The former Mueller probe investigator was called before Congress last summer to answer GOP grievances over his conduct at the FBI, specifically several text exchanges he had with FBI lawyer Lisa Page during the 2016 campaign wherein they worried Trump would be elected.
Armstrong said that Strzok testified last summer he was fired because Mueller was worried about “preserving the appearance of independence” in the investigation.
“He was transferred as a result of instances involving texts,” said Mueller.
“Do you agree that your office did not only have an obligation to operate with independence, but to operate with the appearance of independence as well?” asked Armstrong.
“Absolutely. We strove to do that over two years.”

5. “Collusion” vs. “Conspiracy”

Rep. Doug Collins, a Georgia Republican, got a trending moment early on when he asked about Mueller’s definitions of “collusion” and “conspiracy.”

And Mueller appeared to stumble on whether the two words are synonymous — which Mueller denied until Collins pointed out that his report noted that for regular people “collusion is largely synonymous with conspiracy as that crime is set forth in the general federal conspiracy statute.”

But when Collins asked him Wednesday if they were colloquially equivalent, Mueller said, “No” — prompting an accusation that Mueller was contradicting his own report.

6. Russian Election Interference Was “Not a Hoax”

During the afternoon hearing before the House Intelligence Committee, Mueller insisted that Russian interference in the 2016 election was “not a hoax” — as at least one Republican lawmaker had claimed. “Absolutely, it was not a hoax,” he said. “The indictments we returned against the Russians, two different ones were substantial.”

He added, “We have underplayed to a certain extent that aspect of our investigation that has, and would have long-term damage to the United States that we need to move quickly to address.

Responding to another question, Mueller emphasized the scope of Russian’s efforts — and noted that other countries may be making similar attempts at interference. “It wasn’t a single attempt,” he said. “They’re doing it as we sit here, and they expect to do it during the next campaign.”

7. The Return of WikiLeaks

Democratic Rep.
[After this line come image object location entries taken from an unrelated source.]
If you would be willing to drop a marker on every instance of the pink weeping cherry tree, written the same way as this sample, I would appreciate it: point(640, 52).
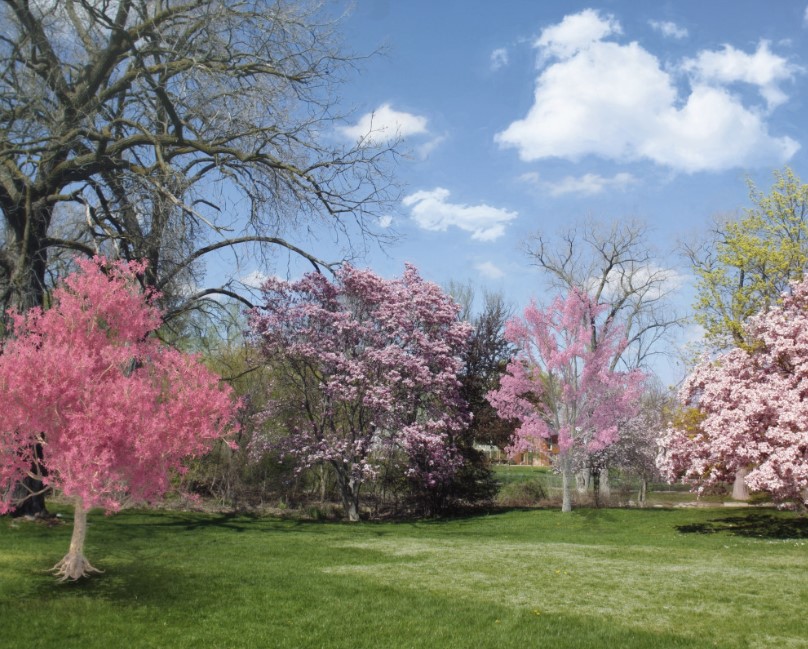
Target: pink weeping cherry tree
point(370, 367)
point(560, 386)
point(748, 410)
point(101, 408)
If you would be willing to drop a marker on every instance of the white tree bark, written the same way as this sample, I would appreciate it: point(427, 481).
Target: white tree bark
point(74, 566)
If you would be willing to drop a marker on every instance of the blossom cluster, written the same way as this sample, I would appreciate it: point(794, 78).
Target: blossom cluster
point(112, 408)
point(372, 365)
point(560, 385)
point(752, 409)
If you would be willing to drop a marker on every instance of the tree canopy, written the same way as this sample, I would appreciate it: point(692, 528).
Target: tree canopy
point(561, 387)
point(747, 263)
point(367, 365)
point(166, 130)
point(115, 410)
point(746, 409)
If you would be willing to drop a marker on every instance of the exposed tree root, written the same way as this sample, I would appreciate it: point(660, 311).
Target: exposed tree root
point(73, 566)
Mike Quigley read a selection of 2016 tweets from then-candidate Donald Trump declaring his love for WikiLeaks, then asked, “Do any of those quotes disturb you?”

Mueller responded, telling Quigley that calling it “problematic” would be “an understatement in terms of whether it displays, in terms of giving some, I don’t know, hope or boost to what is and should be illegal activity.”
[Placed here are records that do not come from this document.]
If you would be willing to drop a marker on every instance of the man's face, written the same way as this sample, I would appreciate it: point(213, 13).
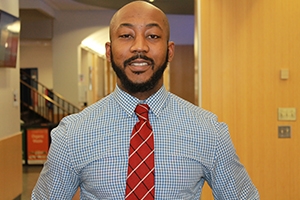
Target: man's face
point(135, 87)
point(139, 50)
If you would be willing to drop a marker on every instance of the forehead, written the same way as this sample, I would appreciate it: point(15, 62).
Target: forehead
point(139, 16)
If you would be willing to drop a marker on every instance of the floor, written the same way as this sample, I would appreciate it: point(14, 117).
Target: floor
point(30, 176)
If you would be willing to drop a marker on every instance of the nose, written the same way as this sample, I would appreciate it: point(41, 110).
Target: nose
point(139, 45)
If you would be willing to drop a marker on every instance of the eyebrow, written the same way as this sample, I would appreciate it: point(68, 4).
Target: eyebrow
point(150, 25)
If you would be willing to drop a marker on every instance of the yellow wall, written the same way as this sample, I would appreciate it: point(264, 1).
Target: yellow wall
point(11, 166)
point(245, 43)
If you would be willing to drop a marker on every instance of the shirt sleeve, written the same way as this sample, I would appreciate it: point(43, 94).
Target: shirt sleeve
point(229, 178)
point(57, 179)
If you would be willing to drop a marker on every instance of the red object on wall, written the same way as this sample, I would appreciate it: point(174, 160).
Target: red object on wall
point(37, 145)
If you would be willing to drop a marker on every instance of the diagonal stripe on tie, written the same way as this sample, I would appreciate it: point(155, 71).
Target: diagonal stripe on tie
point(140, 175)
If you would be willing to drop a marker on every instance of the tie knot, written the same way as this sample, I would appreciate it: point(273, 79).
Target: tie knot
point(141, 111)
8. “Unpatriotic” to Accept Foreign Help

During a back-and-forth with Rep. Adam Schiff, the leading Democrat on the Intelligence Committee, Mueller agreed it’s “unpatriotic” to accept foreign assistance during an election.

“From your testimony today, I gather that you believe knowingly accepting foreign assistance during a presidential campaign is an unethical thing to do,” Schiff said.
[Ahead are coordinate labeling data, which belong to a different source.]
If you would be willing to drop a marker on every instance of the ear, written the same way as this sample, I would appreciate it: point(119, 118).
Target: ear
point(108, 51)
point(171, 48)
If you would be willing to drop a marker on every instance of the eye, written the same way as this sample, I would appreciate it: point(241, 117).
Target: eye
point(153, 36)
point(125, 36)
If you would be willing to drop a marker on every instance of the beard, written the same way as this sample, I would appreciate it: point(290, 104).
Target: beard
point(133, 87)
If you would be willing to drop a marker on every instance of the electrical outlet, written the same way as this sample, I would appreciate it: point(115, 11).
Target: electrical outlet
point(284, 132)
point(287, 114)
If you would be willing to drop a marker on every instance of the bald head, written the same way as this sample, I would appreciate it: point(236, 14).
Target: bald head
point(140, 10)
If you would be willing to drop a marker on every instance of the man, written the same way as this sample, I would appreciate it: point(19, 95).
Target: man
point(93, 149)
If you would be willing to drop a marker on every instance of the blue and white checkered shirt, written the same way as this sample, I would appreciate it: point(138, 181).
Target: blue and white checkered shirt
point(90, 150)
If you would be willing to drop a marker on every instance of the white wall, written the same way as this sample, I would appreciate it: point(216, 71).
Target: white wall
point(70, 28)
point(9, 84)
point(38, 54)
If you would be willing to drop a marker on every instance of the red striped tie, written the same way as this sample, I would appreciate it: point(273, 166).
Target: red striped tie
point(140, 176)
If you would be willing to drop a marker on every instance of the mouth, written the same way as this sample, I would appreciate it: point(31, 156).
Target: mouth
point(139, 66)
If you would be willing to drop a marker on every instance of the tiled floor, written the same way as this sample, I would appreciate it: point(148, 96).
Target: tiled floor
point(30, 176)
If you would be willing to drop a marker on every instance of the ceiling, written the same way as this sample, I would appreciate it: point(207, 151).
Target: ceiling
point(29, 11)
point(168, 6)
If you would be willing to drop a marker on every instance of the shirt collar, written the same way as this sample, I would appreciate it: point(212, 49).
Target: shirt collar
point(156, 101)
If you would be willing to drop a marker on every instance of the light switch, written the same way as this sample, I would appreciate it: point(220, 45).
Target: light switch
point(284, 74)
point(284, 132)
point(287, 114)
“And a crime, given certain circumstances,” Mueller said.

Schiff went on, “And to the degree that it undermines our democracy and our institutions, we can agree that it’s also unpatriotic.”


“And wrong.”

“True,” Mueller said.

9. The “New Normal” in American Politics

In an exchange with Rep. Peter Welch, the Vermont Democrat, Mueller expressed concern that future candidates to elective office might be more willing to accept help from foreign parties — or to fail to report their knowledge of foreign interference in elections.

“I hope this is not the new normal,” he said, “but I fear it is.”